Troise è il nuovo allenatore del Rimini. Piazza in fermento, ma serve un po' di fiducia

A cura di Riccardo Giannini Redazione
12 ottobre 2023 07:00
Rimini Calcio, non è una squadra da D. E Troise merita un po' di fiducia - Emanuele Troise PH FACEBOOK RIMINI FC
Emanuele Troise PH FACEBOOK RIMINI FC
Condividi

di Riccardo Giannini

Faccio pubblica ammenda: avevo grande fiducia in Diego Gabriel Raimondi.

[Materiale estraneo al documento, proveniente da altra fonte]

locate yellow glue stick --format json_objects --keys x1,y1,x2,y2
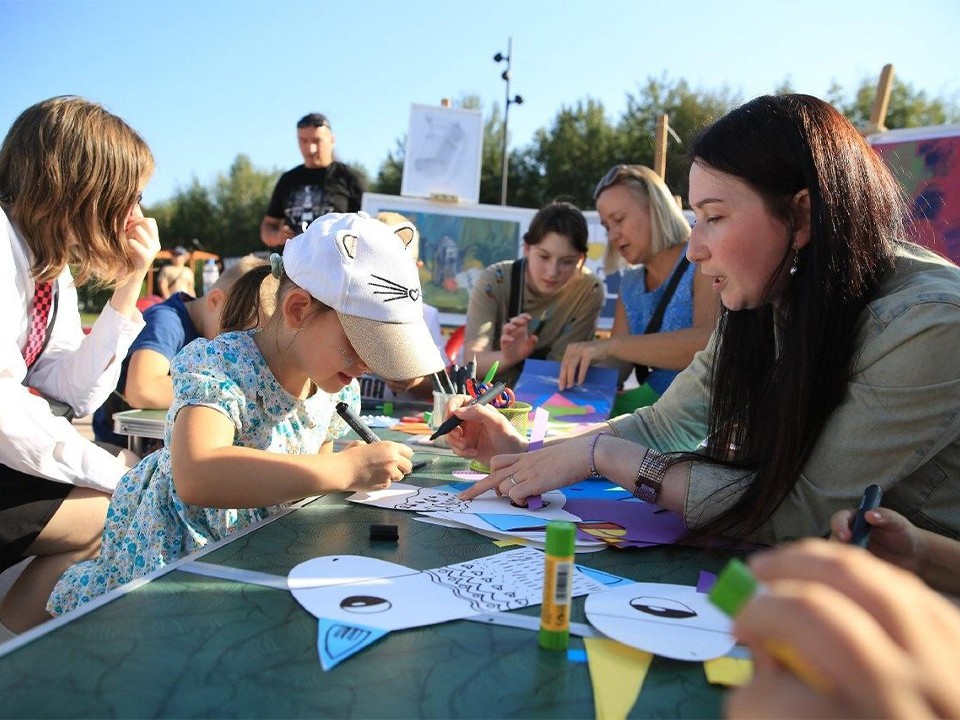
[{"x1": 539, "y1": 520, "x2": 577, "y2": 650}]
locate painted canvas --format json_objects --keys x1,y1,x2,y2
[
  {"x1": 869, "y1": 125, "x2": 960, "y2": 263},
  {"x1": 362, "y1": 193, "x2": 536, "y2": 318}
]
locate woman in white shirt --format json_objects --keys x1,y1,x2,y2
[{"x1": 0, "y1": 96, "x2": 160, "y2": 640}]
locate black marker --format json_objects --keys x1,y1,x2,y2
[
  {"x1": 337, "y1": 402, "x2": 433, "y2": 472},
  {"x1": 430, "y1": 382, "x2": 506, "y2": 440},
  {"x1": 850, "y1": 485, "x2": 883, "y2": 547},
  {"x1": 337, "y1": 402, "x2": 380, "y2": 445}
]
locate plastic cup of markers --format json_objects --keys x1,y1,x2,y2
[{"x1": 470, "y1": 401, "x2": 533, "y2": 473}]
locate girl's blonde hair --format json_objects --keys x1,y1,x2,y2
[
  {"x1": 0, "y1": 95, "x2": 154, "y2": 284},
  {"x1": 594, "y1": 165, "x2": 690, "y2": 274}
]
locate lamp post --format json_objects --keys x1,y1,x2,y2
[{"x1": 493, "y1": 37, "x2": 523, "y2": 205}]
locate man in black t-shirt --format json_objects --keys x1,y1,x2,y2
[{"x1": 260, "y1": 113, "x2": 363, "y2": 250}]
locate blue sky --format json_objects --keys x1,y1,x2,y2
[{"x1": 0, "y1": 0, "x2": 960, "y2": 204}]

Io credo sempre che il calcio italiano abbia bisogno di ricambio, di gente “fresca” e nuova. Non si può inventare sempre, in panchina, ma credo che in un momento di crisi del nostro calcio sia necessario cambiare, migliorare. Investire nell’uomo nuovo.

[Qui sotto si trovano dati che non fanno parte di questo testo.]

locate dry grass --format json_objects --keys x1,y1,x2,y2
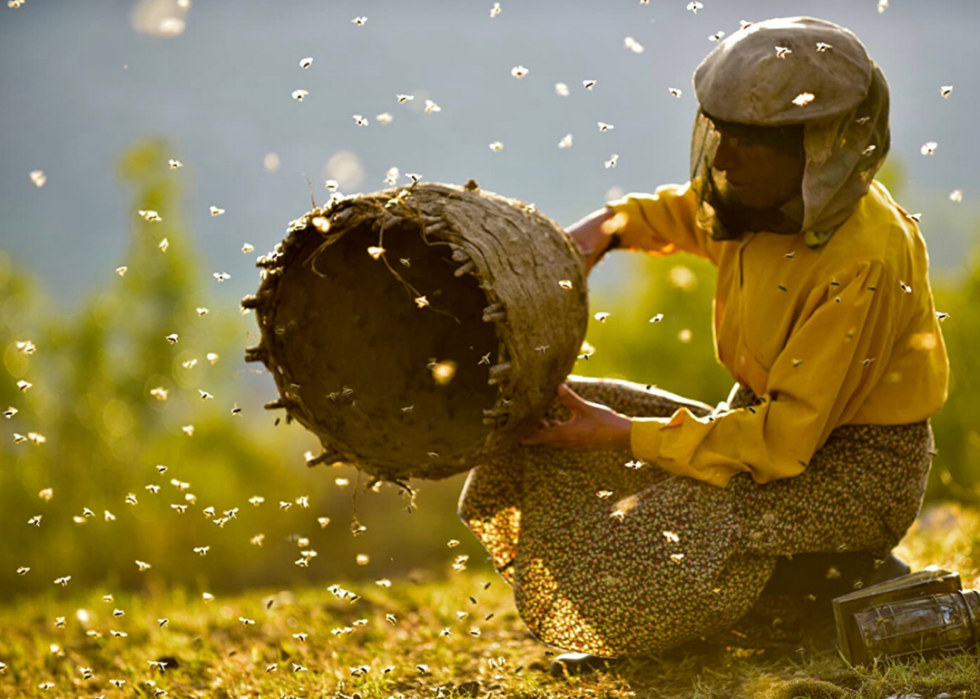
[{"x1": 0, "y1": 506, "x2": 980, "y2": 699}]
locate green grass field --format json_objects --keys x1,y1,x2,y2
[{"x1": 0, "y1": 506, "x2": 980, "y2": 699}]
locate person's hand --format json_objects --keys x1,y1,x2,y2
[
  {"x1": 567, "y1": 207, "x2": 615, "y2": 274},
  {"x1": 521, "y1": 384, "x2": 632, "y2": 451}
]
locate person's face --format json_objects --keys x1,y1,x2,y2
[{"x1": 713, "y1": 128, "x2": 806, "y2": 209}]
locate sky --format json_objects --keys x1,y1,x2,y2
[{"x1": 0, "y1": 0, "x2": 980, "y2": 309}]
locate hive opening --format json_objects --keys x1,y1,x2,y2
[{"x1": 270, "y1": 220, "x2": 499, "y2": 474}]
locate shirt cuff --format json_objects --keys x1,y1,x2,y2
[{"x1": 630, "y1": 417, "x2": 670, "y2": 461}]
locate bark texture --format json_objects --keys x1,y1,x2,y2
[{"x1": 242, "y1": 180, "x2": 588, "y2": 483}]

Guardo con fiducia e ottimismo alle novità, perché il nostro calcio ha bisogno di novità, è un calcio “ingessato”, con lo sguardo costantemente rivolto al passato, tra “nostalgismi” e rifiuto dell’avanguardia.

Raimondi non ha però conseguito gli obiettivi nella sua prima esperienza da allenatore tra i professionisti: ne prendo atto, dicendo bravi a “quelli che l’avevano detto” (che Raimondi non fosse all’altezza), ma anche ricordando, a “quelli che l’avevano detto”, che l’essere scettici sia sempre una situazione “win win”.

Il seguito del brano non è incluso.